Nie jesteśmy w stanie stwierdzić, czy gdyby od samego początku towarzyszyła jej bardzo silna reklama, gra okazałaby się hitem – raczej jest to wątpliwe. Jednak z dużą dozą pewności możemy powiedzieć, że gdyby była jakakolwiek, to na pewno zainteresowałoby się nią więcej osób oraz zyskałaby większą popularność również w innych krajach. Świadczyć może o tym nie tylko jej sukces w Polsce – gdzie ta reklama istniała – ale również pozytywne wspomnienia zagranicznych graczy potrafiących spędzić przy niej nie tylko całe swoje dzieciństwo, ale i całe dorosłe życie.
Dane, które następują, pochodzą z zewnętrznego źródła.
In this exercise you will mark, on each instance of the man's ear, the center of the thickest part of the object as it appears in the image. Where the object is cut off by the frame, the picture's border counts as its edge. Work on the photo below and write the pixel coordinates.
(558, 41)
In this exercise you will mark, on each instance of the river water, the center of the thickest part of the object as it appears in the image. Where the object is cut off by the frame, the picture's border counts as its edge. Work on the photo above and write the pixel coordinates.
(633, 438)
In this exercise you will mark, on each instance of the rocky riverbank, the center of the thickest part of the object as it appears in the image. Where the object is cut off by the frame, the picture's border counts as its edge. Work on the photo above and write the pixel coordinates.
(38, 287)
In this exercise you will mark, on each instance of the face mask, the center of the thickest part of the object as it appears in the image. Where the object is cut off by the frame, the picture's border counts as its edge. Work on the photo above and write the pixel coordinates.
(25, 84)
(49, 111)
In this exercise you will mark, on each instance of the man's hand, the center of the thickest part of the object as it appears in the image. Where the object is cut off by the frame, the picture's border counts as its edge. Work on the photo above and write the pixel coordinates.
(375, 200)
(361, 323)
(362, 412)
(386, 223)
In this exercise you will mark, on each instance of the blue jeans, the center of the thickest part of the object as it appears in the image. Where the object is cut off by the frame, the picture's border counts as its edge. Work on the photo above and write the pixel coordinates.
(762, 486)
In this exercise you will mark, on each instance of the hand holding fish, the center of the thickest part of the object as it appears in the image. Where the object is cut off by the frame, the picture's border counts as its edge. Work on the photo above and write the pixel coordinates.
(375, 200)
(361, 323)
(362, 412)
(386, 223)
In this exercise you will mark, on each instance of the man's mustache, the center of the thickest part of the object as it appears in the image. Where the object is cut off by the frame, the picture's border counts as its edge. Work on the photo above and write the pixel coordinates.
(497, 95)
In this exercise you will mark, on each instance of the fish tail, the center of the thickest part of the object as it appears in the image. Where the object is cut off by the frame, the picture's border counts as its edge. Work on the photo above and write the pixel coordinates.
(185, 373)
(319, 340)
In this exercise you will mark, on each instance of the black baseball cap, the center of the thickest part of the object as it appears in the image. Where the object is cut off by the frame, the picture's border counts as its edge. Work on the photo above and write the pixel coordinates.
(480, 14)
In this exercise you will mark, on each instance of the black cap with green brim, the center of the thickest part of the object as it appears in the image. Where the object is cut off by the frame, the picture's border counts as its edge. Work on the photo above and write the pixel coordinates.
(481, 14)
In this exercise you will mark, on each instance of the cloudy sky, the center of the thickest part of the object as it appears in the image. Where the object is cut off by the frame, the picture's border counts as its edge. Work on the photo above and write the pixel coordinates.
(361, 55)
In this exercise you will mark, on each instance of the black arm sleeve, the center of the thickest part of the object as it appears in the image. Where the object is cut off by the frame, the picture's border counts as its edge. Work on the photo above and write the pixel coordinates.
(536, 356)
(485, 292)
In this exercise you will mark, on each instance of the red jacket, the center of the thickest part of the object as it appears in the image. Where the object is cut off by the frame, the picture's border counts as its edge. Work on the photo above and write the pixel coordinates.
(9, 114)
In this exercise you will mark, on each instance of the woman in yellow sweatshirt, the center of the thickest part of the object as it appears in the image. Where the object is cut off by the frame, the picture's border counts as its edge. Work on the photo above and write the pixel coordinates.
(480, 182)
Pokazuje to także rozwinięta, niegdyś bardzo aktywna społeczność czeska, jak również francuska, które wykreowały się dopiero z czasem. Zgodnie z koncepcją marketingu mix najbardziej oddziaływującymi na rynek elementami są: produkt, cena, dystrybucja i promocja (w tym reklama). W Polsce wszystkie z tych aspektów zostały spełnione w mniejszym lub większym stopniu, bo i produkt był dobry (dzieło autorów oraz dobry dubbing), niską cenę, sposób i strategię dystrybucji, które pozwoliły dotrzeć grze do odbiorcy, a co najważniejsze cząstkowa reklama, która wynikała ze sposobu dystrybucji. W innych krajach poza genialnym produktem zabrakło niestety wszystkich pozostałych elementów, ponieważ strategia dystrybucji – jak na okoliczności wydania – była nie do końca przemyślana, cena dosyć wysoka, a reklama nie istniała w ogóle. Sam produkt nie był w stanie się obronić na rynku bez pomocy wydawcy. Autorzy gry w planach mieli wydanie jej drugiej części, jednak trudno odszukać wydawcę, który zgodziłby się wydać kontynuację czegoś o tak niskim poziomie sprzedaży spowodowanym brakiem reklamy. Samo wydanie też byłoby bardzo ryzykowne dla firmy, która niestety nie jest za duża, a z czasem miała bardzo zawiłą historię związaną z wchodzeniem w spółki. Paradoksalnie więc pozostanie ona najlepiej wykonaną przez nich grą, a jednocześnie najmniej docenioną na rynku. Pokazuje to nam jak nawet dobry produkt może nie przyjąć się na rynku, a jej druga część pewnie do końca świata pozostanie legendą.